I saw the keyboard in your background. Do you think music and statistics have links?
I haven’t really thought about that a whole lot. I’m sure there’s something that one could pursue there.
Do you play music?
I’m more interested in writing music, so I don’t play anything very well. I can play well enough to try to work out pieces that I want to write. I’ve always been interested in music ever since I was a kid. I had a piece performed here at the college. When I write music on my own, I’m just doing it on GarageBand on my computer, so having the chance to hear something you wrote being performed by top-notch musicians in Lang Concert Hall was a huge thrill. It was a percussion ensemble piece. Andrew Hauze [director of Swarthmore orchestra and wind ensemble] rounded up people he knew. I do that for fun; I’m not doing it in any serious way, but I enjoy it when I have time.
Any other hobbies?
A fun fact is I was on “Jeopardy!” a long time ago and I was leading the entire game until Final Jeopardy. The Final Jeopardy question I got was the most obscure question I’ve ever seen.
Do you remember what the question was?
Oh yes, I’m never going to forget this question. It was, “Lloyd Bucher was the last captain of this U.S. ship?” I think a lot of the Final Jeopardy questions you may not know them right away, but you can figure them out. And this question you just had to know cold, there was no way to figure this out.
Do you know the answer now?
Yes, it was the Pueblo. It was the ship that got captured by North Korea during the Vietnam War.

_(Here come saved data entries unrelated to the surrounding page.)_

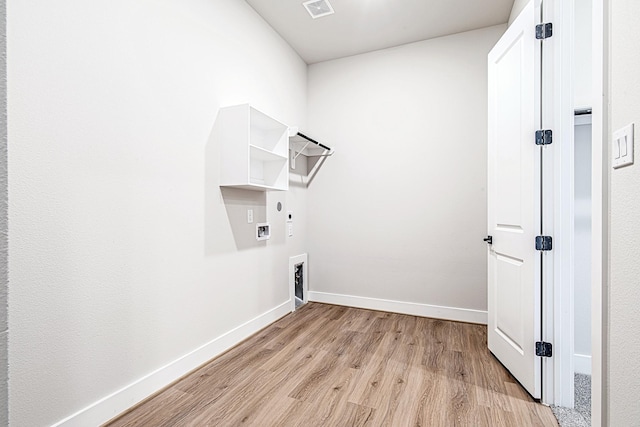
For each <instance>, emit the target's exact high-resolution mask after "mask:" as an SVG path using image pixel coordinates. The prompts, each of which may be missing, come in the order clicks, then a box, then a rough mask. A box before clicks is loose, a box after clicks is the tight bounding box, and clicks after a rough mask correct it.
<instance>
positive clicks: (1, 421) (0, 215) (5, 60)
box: [0, 0, 9, 425]
mask: <svg viewBox="0 0 640 427" xmlns="http://www.w3.org/2000/svg"><path fill="white" fill-rule="evenodd" d="M6 12H7V2H6V0H0V145H1V148H0V425H7V424H8V422H9V410H8V406H9V405H8V401H9V394H8V392H9V390H8V383H7V382H8V378H9V366H8V364H7V353H8V349H7V347H8V342H9V339H8V337H9V331H8V328H7V326H8V324H7V317H8V309H7V291H8V283H9V274H8V273H9V265H8V263H9V257H8V255H9V254H8V247H7V246H8V239H7V236H8V227H9V223H8V218H7V214H8V206H7V190H8V183H7V38H6V35H7V20H6V17H7V15H6Z"/></svg>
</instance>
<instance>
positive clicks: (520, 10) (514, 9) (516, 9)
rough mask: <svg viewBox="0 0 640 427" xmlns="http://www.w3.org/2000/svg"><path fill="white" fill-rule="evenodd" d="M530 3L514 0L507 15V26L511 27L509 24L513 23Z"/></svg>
mask: <svg viewBox="0 0 640 427" xmlns="http://www.w3.org/2000/svg"><path fill="white" fill-rule="evenodd" d="M530 1H531V0H514V2H513V6H512V7H511V14H509V22H508V24H509V25H511V23H512V22H513V21H515V19H516V18H517V17H518V15H520V12H522V9H524V7H525V6H526V5H527V3H529V2H530Z"/></svg>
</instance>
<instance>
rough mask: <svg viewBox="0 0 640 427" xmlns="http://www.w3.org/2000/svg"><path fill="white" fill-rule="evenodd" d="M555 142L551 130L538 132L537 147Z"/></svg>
mask: <svg viewBox="0 0 640 427" xmlns="http://www.w3.org/2000/svg"><path fill="white" fill-rule="evenodd" d="M552 142H553V132H552V131H551V130H550V129H542V130H537V131H536V145H549V144H551V143H552Z"/></svg>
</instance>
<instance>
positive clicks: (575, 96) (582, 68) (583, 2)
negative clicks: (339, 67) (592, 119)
mask: <svg viewBox="0 0 640 427" xmlns="http://www.w3.org/2000/svg"><path fill="white" fill-rule="evenodd" d="M573 3H574V23H575V27H574V43H573V44H574V57H573V59H574V70H573V85H574V86H573V87H574V93H573V99H574V104H573V105H574V107H575V108H576V109H580V108H591V107H592V105H591V97H592V91H591V87H592V71H591V69H592V67H593V66H592V40H591V39H592V37H591V34H592V31H591V28H592V26H593V25H592V22H591V21H592V19H591V15H592V11H591V8H592V1H591V0H573Z"/></svg>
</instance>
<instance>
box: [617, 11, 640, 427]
mask: <svg viewBox="0 0 640 427" xmlns="http://www.w3.org/2000/svg"><path fill="white" fill-rule="evenodd" d="M610 7H611V26H610V28H611V40H610V43H611V64H610V67H611V68H610V70H611V130H612V132H613V131H615V130H616V129H619V128H621V127H623V126H625V125H627V124H628V123H630V122H634V123H635V140H636V144H635V147H636V154H638V153H639V151H640V150H638V147H640V50H638V45H639V44H640V3H639V2H637V1H636V0H619V1H612V2H610ZM638 188H640V164H639V162H638V161H636V163H635V164H634V165H632V166H628V167H625V168H621V169H618V170H614V171H613V172H611V230H610V233H611V257H610V263H611V264H610V274H611V276H610V280H611V282H610V294H609V298H610V300H609V304H610V308H609V334H610V335H609V343H610V348H609V370H610V371H609V384H610V390H609V405H610V407H609V411H610V412H609V416H610V425H612V426H625V425H628V426H630V425H637V423H638V420H639V419H640V405H638V398H637V397H638V395H640V362H639V361H640V334H638V332H637V330H638V325H640V310H638V302H639V301H640V262H638V260H640V225H639V224H638V218H640V192H639V191H638Z"/></svg>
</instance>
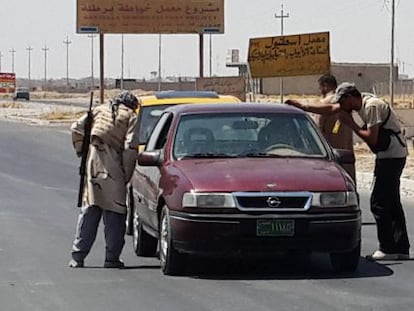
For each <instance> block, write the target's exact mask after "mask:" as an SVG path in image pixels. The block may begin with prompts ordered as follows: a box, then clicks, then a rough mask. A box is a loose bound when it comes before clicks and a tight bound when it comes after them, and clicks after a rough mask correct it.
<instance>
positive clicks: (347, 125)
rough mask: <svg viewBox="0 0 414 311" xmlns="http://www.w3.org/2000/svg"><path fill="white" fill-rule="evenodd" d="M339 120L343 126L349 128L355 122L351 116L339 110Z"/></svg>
mask: <svg viewBox="0 0 414 311" xmlns="http://www.w3.org/2000/svg"><path fill="white" fill-rule="evenodd" d="M339 120H341V122H342V123H343V124H345V125H347V126H348V127H350V128H353V125H354V124H355V121H354V119H353V118H352V114H351V113H349V112H346V111H344V110H341V111H340V112H339Z"/></svg>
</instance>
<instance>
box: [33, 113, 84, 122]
mask: <svg viewBox="0 0 414 311" xmlns="http://www.w3.org/2000/svg"><path fill="white" fill-rule="evenodd" d="M84 113H85V112H84V111H62V110H53V111H50V112H45V113H42V114H41V115H39V119H42V120H48V121H52V120H54V121H56V120H60V121H65V120H75V119H78V118H80V117H81V116H82V115H83V114H84Z"/></svg>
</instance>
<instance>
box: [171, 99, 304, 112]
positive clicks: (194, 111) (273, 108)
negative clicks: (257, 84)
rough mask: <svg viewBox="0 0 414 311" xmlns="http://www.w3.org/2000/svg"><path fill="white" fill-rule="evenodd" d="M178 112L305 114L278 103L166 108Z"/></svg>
mask: <svg viewBox="0 0 414 311" xmlns="http://www.w3.org/2000/svg"><path fill="white" fill-rule="evenodd" d="M167 110H168V111H172V112H175V113H178V114H192V113H215V112H220V113H227V112H237V111H240V112H257V113H296V114H305V112H304V111H303V110H301V109H298V108H295V107H292V106H289V105H286V104H280V103H255V102H244V103H225V104H222V103H218V104H216V105H208V104H199V105H185V104H184V105H177V106H173V107H170V108H168V109H167ZM167 110H166V111H167Z"/></svg>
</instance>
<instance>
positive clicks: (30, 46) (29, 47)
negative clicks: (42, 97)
mask: <svg viewBox="0 0 414 311" xmlns="http://www.w3.org/2000/svg"><path fill="white" fill-rule="evenodd" d="M26 50H27V52H28V56H29V59H28V65H29V68H28V73H27V76H28V79H29V89H30V88H31V87H32V83H31V79H30V55H31V54H32V51H33V48H32V47H31V46H30V45H29V46H28V47H27V48H26Z"/></svg>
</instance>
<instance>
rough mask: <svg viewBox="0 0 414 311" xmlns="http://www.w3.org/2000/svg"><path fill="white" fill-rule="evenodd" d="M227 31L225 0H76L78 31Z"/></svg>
mask: <svg viewBox="0 0 414 311" xmlns="http://www.w3.org/2000/svg"><path fill="white" fill-rule="evenodd" d="M99 31H101V32H103V33H224V0H208V1H207V0H186V1H183V0H152V1H148V0H124V1H113V0H77V32H78V33H86V32H99Z"/></svg>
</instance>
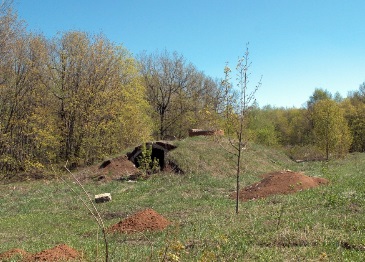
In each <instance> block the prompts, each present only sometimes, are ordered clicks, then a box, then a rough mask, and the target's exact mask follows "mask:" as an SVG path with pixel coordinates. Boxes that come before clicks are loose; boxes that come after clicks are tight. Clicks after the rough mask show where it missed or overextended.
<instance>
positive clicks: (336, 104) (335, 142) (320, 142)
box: [313, 99, 352, 160]
mask: <svg viewBox="0 0 365 262" xmlns="http://www.w3.org/2000/svg"><path fill="white" fill-rule="evenodd" d="M313 122H314V129H313V131H314V138H315V141H316V145H317V146H318V147H319V148H320V149H321V150H323V151H324V152H325V156H326V159H327V160H328V159H329V157H330V155H333V156H335V157H338V156H344V155H345V154H347V153H348V151H349V148H350V146H351V141H352V137H351V134H350V130H349V128H348V125H347V121H346V119H345V118H344V114H343V112H342V110H341V108H340V107H339V106H338V105H337V104H336V102H334V101H332V100H328V99H327V100H321V101H319V102H317V103H316V104H315V105H314V109H313Z"/></svg>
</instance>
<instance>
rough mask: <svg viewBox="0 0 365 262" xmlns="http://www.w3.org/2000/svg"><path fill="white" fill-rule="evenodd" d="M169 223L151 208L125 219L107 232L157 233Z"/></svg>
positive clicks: (111, 227)
mask: <svg viewBox="0 0 365 262" xmlns="http://www.w3.org/2000/svg"><path fill="white" fill-rule="evenodd" d="M170 224H171V222H170V221H168V220H167V219H166V218H164V217H163V216H161V215H160V214H158V213H157V212H156V211H154V210H153V209H151V208H148V209H145V210H143V211H140V212H138V213H135V214H134V215H132V216H130V217H127V218H126V219H124V220H122V221H120V222H119V223H117V224H115V225H113V226H111V227H109V229H108V231H109V232H120V233H134V232H142V231H159V230H163V229H165V228H166V227H167V226H168V225H170Z"/></svg>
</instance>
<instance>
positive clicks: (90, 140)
mask: <svg viewBox="0 0 365 262" xmlns="http://www.w3.org/2000/svg"><path fill="white" fill-rule="evenodd" d="M52 46H53V48H52V52H51V60H50V61H51V63H50V64H49V66H48V69H49V80H50V81H49V88H50V90H52V92H53V94H54V96H55V97H56V98H57V100H58V103H57V107H58V108H57V115H58V117H59V131H60V136H61V141H60V143H61V151H60V157H61V159H64V160H70V161H73V162H78V161H79V160H80V159H83V160H84V161H86V162H87V163H89V162H93V161H94V160H95V159H98V158H100V157H102V156H104V155H106V154H113V153H116V150H119V148H120V147H123V146H127V145H130V143H132V142H136V140H140V139H141V138H142V137H143V138H144V137H147V136H148V133H149V132H150V120H149V118H148V117H147V111H148V104H147V102H146V99H145V89H144V88H143V86H142V85H141V83H140V80H139V76H138V70H137V64H136V62H135V60H134V59H133V58H132V57H131V56H130V55H129V54H128V52H127V51H126V50H125V49H124V48H122V47H117V46H115V45H113V44H112V43H111V42H109V41H108V40H107V39H106V38H105V37H103V36H94V37H89V36H88V35H87V34H86V33H83V32H68V33H66V34H64V35H62V37H61V38H60V39H55V41H54V43H53V45H52ZM137 130H139V132H137Z"/></svg>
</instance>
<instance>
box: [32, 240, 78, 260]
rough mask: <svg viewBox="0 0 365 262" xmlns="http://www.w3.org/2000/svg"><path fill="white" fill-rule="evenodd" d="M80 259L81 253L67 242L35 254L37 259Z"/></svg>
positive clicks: (60, 259)
mask: <svg viewBox="0 0 365 262" xmlns="http://www.w3.org/2000/svg"><path fill="white" fill-rule="evenodd" d="M80 259H81V255H80V253H79V252H77V251H76V250H75V249H73V248H71V247H69V246H67V245H65V244H61V245H58V246H55V247H54V248H51V249H47V250H44V251H41V252H39V253H37V254H35V255H34V260H35V261H75V260H80Z"/></svg>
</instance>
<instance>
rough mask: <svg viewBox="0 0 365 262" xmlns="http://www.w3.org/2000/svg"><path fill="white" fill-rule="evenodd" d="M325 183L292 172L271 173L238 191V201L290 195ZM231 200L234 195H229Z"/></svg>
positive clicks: (317, 180) (304, 175) (308, 177)
mask: <svg viewBox="0 0 365 262" xmlns="http://www.w3.org/2000/svg"><path fill="white" fill-rule="evenodd" d="M327 183H328V180H327V179H324V178H319V177H308V176H305V175H303V174H301V173H295V172H292V171H282V172H273V173H269V174H266V175H263V179H262V180H261V181H260V182H258V183H255V184H253V185H250V186H248V187H245V188H244V189H242V190H240V192H239V199H240V200H242V201H248V200H253V199H257V198H265V197H268V196H271V195H276V194H292V193H295V192H298V191H301V190H305V189H309V188H313V187H317V186H320V185H323V184H327ZM231 198H234V199H235V198H236V193H233V194H231Z"/></svg>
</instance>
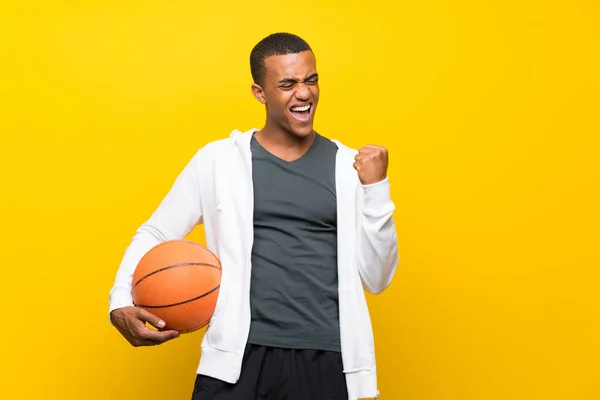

What made you want to go on Jeopardy?
I played Quiz Bowl in college and grad school, and I’ve always been interested in lots of different things. Quiz Bowl rewards broad knowledge in lots of different things as opposed to deep knowledge in a few things and so I think as someone curious about lots of different topics, statistics is the perfect field because as a statistician you get to work in lots of different fields and learn about lots of different people.